Two studies analyzed vitamin D levels in specific pediatric groups: with celiac disease (CD) and with Familial Mediterranean Fever (FMF). In the first study, the goal was to determine the prevalence of RLS in children with CD and to investigate the associated factors for RLS, such as iron and vitamin D levels. CD is an immune-mediated enteropathy triggered by ingestion of dietary gluten in genetically predisposed individuals [93]. Işıkay et al. [94] studied 226 children with CD and 268 control children showing that RLS prevalence was similar in both groups (3.5% vs. 3.0%, respectively). In children with CD, RLS severity was negatively correlated with serum ferritin, folic acid, or 25(OH)D levels. The CD group with RLS showed also iron deficiency anemia.

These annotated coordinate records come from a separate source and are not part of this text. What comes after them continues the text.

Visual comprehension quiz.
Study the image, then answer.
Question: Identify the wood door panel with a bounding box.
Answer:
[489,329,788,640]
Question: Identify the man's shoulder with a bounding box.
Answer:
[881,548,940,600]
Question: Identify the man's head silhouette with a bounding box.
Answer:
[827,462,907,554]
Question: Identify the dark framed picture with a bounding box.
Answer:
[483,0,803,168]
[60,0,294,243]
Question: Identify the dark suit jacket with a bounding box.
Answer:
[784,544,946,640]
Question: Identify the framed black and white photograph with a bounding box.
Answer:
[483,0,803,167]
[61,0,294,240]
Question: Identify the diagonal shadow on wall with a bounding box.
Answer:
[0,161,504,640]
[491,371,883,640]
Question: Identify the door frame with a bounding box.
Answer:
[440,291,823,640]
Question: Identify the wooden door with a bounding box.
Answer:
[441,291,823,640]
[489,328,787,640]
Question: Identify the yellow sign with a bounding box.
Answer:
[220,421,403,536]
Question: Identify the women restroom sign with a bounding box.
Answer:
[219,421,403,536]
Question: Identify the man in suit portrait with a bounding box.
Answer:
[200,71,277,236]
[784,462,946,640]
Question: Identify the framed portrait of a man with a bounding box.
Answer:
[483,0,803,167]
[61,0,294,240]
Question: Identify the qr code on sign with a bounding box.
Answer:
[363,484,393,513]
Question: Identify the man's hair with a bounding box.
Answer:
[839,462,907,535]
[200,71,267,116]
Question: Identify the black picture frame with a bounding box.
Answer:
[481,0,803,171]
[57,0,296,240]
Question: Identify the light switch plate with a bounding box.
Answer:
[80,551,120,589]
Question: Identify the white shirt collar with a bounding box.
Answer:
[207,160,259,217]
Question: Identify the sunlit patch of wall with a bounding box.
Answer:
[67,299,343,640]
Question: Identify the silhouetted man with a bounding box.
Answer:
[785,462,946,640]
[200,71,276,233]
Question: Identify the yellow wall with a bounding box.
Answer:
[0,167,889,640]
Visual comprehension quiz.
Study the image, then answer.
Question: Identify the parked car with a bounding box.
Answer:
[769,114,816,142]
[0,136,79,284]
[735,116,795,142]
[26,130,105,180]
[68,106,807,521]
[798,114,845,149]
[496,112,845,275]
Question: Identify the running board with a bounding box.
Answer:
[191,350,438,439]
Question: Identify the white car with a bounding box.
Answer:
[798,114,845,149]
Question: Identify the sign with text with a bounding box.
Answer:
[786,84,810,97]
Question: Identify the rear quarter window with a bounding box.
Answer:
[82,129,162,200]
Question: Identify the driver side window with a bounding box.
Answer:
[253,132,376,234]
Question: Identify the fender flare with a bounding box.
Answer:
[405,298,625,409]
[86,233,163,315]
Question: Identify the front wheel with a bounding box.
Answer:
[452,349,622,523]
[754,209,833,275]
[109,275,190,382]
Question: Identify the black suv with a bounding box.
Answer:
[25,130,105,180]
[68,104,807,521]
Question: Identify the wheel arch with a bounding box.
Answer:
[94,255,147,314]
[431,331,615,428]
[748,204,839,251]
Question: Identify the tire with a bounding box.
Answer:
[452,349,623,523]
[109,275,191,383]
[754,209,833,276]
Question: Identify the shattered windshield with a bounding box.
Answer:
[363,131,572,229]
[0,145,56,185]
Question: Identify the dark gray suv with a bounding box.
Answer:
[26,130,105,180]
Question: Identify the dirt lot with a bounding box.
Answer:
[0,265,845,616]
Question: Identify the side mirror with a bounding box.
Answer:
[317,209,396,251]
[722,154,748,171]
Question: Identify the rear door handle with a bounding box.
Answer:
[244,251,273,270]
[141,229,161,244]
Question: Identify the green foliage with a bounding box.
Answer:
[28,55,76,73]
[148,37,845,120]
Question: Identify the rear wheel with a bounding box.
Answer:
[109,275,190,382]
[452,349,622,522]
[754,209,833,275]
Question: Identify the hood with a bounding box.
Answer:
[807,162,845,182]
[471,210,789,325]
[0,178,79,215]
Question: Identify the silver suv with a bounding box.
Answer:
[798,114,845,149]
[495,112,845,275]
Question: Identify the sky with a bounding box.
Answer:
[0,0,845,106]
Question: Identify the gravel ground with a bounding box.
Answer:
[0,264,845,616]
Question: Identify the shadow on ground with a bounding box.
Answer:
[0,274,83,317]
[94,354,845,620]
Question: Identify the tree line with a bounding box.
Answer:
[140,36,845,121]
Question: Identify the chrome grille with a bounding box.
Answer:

The second study investigated the correlation between serum levels of vitamin B12 and vitamin D with the self-reported quality of sleep of pediatric patients with FMF. FMF is the most common autoinflammatory disorder, inherited in an autosomal recessive manner and characterized by recurrent fever and serositis. Ekinci et al. [95] selected 63 children with FMF divided into subgroups depending on vitamin D serum concentrations: ≥20 and <20 ng/mL and vitamin B12 serum concentrations: ≥200 and <200 pg/mL. Information on sleep quality were obtained using self-administered Pittsburg Sleep Quality Index (PSQI) questionnaire. Total PSQI score, sleep disorders, and daytime sleepiness sub-scores were statistically higher in patients with serum vitamin D levels below 20 ng/mL. Vitamin D deficiency was present in 36.5% of patients and low levels of vitamin D correlated with poorer sleep quality.

4. Conclusions

The present systematic review, to our knowledge, is the first to assess the association between Vitamin D and sleep disorders in children. However, some potential limitations should be recognized: (a) the number of studies eligible for our review was small and with different study designs; (b) most of the studies were cross-sectional; and (c) there was a high heterogeneity of the studies linked to different assessment of sleep and of vitamin D deficiency. Nevertheless, this review demonstrates that Vitamin D has both a direct and an indirect role in the regulation of sleep and that vitamin D deficiency < 20 ng/mL is associated with a higher risk of sleep disorders in children. However, although vitamin D deficiency has been associated with sleep disorders, evidence is still scarce to concretely support the role of vitamin D supplementation in the prevention or treatment of sleep disorders in children. Therefore, high-quality prospective cohort studies and well-designed randomized controlled trials (RCTs) are needed to verify this relationship and to determine the effect of vitamin D supplementation in children with sleep disorders.